I discovered comics very late in life, and I got hooked on Brian K. Vaughn’s outstanding Y: The Last Man series last year and I blazed through the entire run and marveled at how the series kept and exceeded its amazing promise from the first issue.
The premise of Y: The Last Man centres on a world where the entire male population is wiped out by a plague, every man except one Yorick Brown, and the multi-threaded narrative which the sixty issues contained had a furious momentum as Yorick and Agent 355 seek to uncover the secret which saved Yorick from death.
It is an exceptional work, very funny, very human and deals with the emotional and psychological aftershocks of the apparent gendercide with aplomb. If you have not read it already I implore you to. But that’s the comics – this news, from Latino Review, is all about the potential cinematic outing for Mr Brown.
Shia LaBeouf was a name orbiting any talks on an adaptation, and although he would have made a decent go of Yorick, alas it was not to be.
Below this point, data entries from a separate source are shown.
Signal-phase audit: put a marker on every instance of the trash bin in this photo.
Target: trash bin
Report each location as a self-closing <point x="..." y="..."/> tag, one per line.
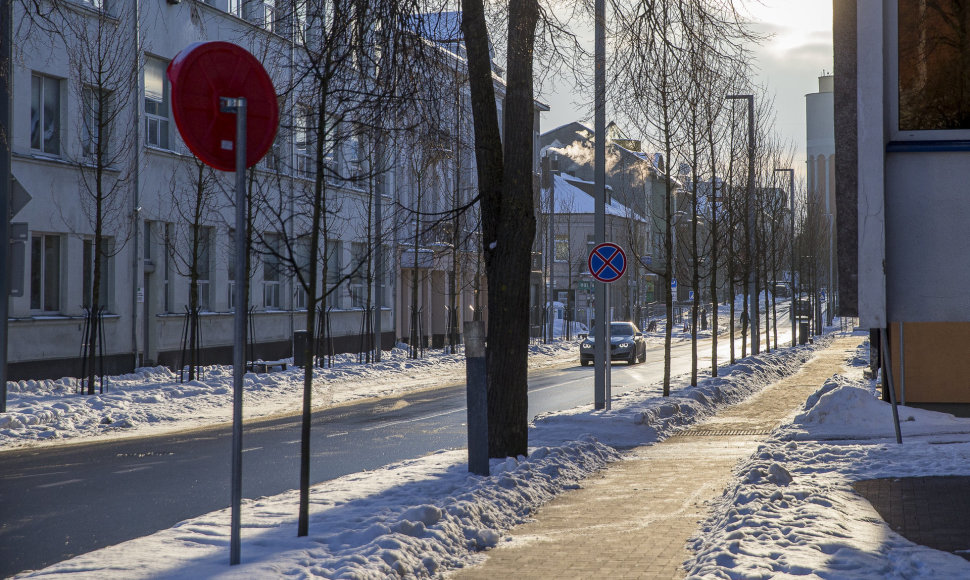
<point x="299" y="348"/>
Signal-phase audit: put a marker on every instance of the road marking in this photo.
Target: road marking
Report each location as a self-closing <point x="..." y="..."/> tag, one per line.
<point x="414" y="420"/>
<point x="59" y="483"/>
<point x="129" y="470"/>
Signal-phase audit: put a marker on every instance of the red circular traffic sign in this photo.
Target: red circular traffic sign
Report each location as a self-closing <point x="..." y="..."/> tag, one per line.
<point x="202" y="73"/>
<point x="607" y="262"/>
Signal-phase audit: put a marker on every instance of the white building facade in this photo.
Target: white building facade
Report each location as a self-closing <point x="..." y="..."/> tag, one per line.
<point x="154" y="184"/>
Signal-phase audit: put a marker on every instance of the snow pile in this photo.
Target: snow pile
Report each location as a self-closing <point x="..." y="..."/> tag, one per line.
<point x="639" y="417"/>
<point x="792" y="510"/>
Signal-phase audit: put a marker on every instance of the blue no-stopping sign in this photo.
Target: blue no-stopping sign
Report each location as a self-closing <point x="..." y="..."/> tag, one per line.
<point x="607" y="262"/>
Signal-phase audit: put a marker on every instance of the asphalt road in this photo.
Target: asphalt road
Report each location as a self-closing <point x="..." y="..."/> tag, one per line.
<point x="57" y="502"/>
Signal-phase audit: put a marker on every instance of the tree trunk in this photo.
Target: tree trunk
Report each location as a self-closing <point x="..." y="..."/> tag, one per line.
<point x="508" y="216"/>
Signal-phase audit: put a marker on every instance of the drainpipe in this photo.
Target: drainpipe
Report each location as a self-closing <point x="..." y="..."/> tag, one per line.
<point x="136" y="209"/>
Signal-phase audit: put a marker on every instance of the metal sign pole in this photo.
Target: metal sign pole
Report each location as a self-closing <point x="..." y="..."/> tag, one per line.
<point x="238" y="105"/>
<point x="6" y="81"/>
<point x="601" y="348"/>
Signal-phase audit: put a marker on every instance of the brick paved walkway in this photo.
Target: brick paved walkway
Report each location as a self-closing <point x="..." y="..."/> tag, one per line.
<point x="633" y="519"/>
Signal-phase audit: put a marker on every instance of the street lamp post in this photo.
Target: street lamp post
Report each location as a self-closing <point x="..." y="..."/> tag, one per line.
<point x="791" y="216"/>
<point x="752" y="275"/>
<point x="831" y="297"/>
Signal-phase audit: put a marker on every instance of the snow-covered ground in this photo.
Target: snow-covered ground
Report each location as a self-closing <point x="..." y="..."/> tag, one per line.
<point x="422" y="517"/>
<point x="152" y="400"/>
<point x="792" y="510"/>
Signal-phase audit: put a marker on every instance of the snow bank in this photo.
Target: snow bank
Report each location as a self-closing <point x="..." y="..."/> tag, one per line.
<point x="792" y="512"/>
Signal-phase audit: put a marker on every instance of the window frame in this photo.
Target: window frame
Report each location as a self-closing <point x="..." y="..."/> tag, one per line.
<point x="39" y="100"/>
<point x="163" y="121"/>
<point x="45" y="281"/>
<point x="893" y="88"/>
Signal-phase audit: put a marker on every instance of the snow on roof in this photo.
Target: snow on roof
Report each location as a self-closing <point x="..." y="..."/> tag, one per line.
<point x="572" y="198"/>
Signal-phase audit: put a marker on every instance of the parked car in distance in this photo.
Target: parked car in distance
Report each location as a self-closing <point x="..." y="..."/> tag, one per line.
<point x="803" y="308"/>
<point x="626" y="343"/>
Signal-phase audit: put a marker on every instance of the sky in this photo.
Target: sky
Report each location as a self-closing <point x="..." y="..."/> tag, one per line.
<point x="789" y="510"/>
<point x="788" y="65"/>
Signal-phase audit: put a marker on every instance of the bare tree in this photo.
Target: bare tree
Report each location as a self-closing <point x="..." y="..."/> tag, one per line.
<point x="193" y="209"/>
<point x="104" y="68"/>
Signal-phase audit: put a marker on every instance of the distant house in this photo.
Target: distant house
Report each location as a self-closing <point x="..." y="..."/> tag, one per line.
<point x="636" y="187"/>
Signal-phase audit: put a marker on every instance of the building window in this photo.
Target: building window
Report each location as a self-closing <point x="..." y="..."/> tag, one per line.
<point x="358" y="275"/>
<point x="45" y="273"/>
<point x="932" y="37"/>
<point x="203" y="268"/>
<point x="45" y="114"/>
<point x="168" y="238"/>
<point x="333" y="250"/>
<point x="302" y="259"/>
<point x="272" y="271"/>
<point x="231" y="269"/>
<point x="562" y="248"/>
<point x="269" y="14"/>
<point x="156" y="103"/>
<point x="302" y="142"/>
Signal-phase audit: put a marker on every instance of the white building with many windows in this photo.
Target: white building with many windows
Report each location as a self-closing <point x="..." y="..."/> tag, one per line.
<point x="95" y="145"/>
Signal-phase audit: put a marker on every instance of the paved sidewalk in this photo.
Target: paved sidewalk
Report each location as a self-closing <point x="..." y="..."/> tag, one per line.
<point x="633" y="518"/>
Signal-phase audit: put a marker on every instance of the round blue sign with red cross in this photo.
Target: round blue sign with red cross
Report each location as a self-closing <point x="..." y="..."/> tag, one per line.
<point x="607" y="262"/>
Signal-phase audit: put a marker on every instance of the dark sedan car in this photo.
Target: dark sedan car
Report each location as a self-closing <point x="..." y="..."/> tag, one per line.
<point x="626" y="343"/>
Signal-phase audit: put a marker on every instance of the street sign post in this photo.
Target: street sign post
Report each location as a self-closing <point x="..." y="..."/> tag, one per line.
<point x="226" y="110"/>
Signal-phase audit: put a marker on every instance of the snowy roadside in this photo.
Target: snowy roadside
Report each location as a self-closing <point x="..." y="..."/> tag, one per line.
<point x="151" y="400"/>
<point x="792" y="511"/>
<point x="421" y="517"/>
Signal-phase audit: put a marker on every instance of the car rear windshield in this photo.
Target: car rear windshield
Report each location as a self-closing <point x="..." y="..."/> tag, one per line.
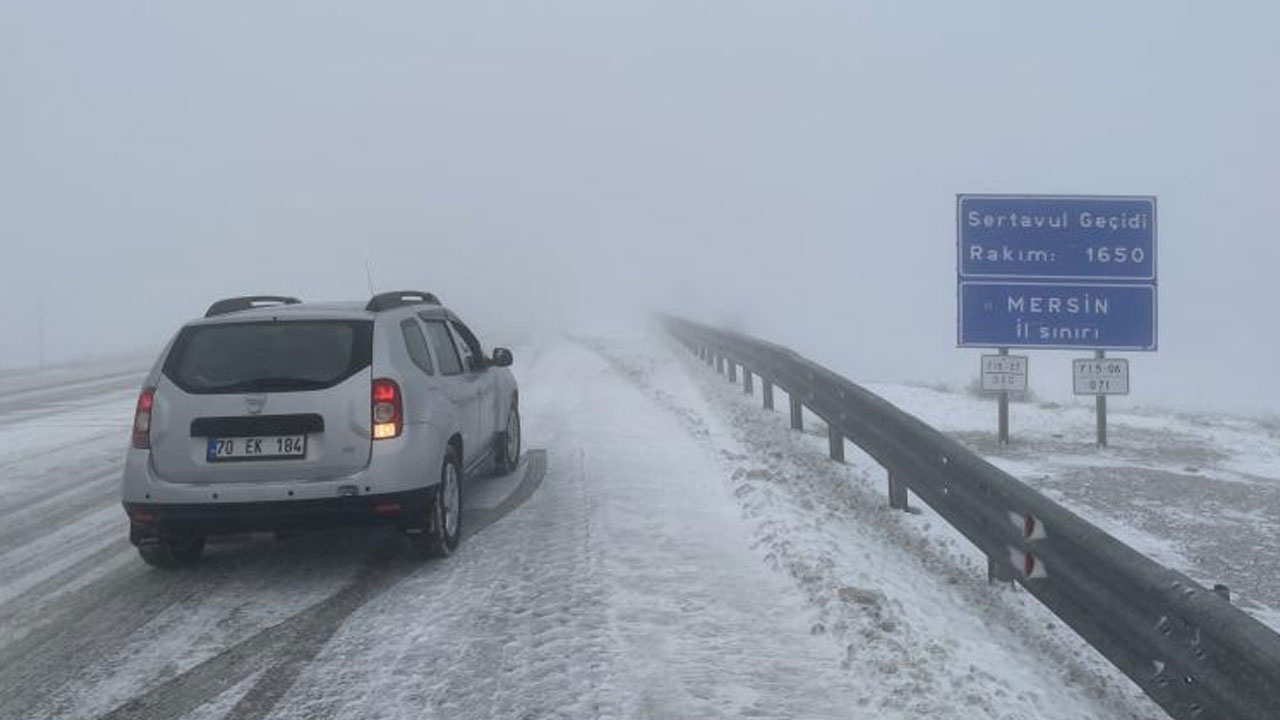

D. J. Caruso, La Beouf’s director in Dusturbia and Eagle Eye, was supposed to bring Vaughn’s series to the big screen, but we’re hearing a new name – Clash of the Titans’ Louis Leterrier may be the man to compress the tale of The Last Man to our cinemas.
Tomorrow I’m going to be seeing Clash, and it’s not that I’m not interested in it, on the contrary I’m actually looking forward to it, but while I enjoyed his take on the Hulk I’m not getting too excited about the director of the Transporter films getting his hands on this incredible story. It needs a director capable of staging very punchy action scenes and evoking tension, love, confusion and fear in equal measure, all with Yorick’s nerdy pop-culture reference laced humour thrown in for good measure.
I’m not going to knock it until I’ve seen it, and I’d be very interested to see who is in charge of cramming the sixty issue story into a two hour film, but anything which brings Yorick and Ampersand (and seriously – read the comics, even typing some of the names gets me welling up) to a wider audience is a good thing.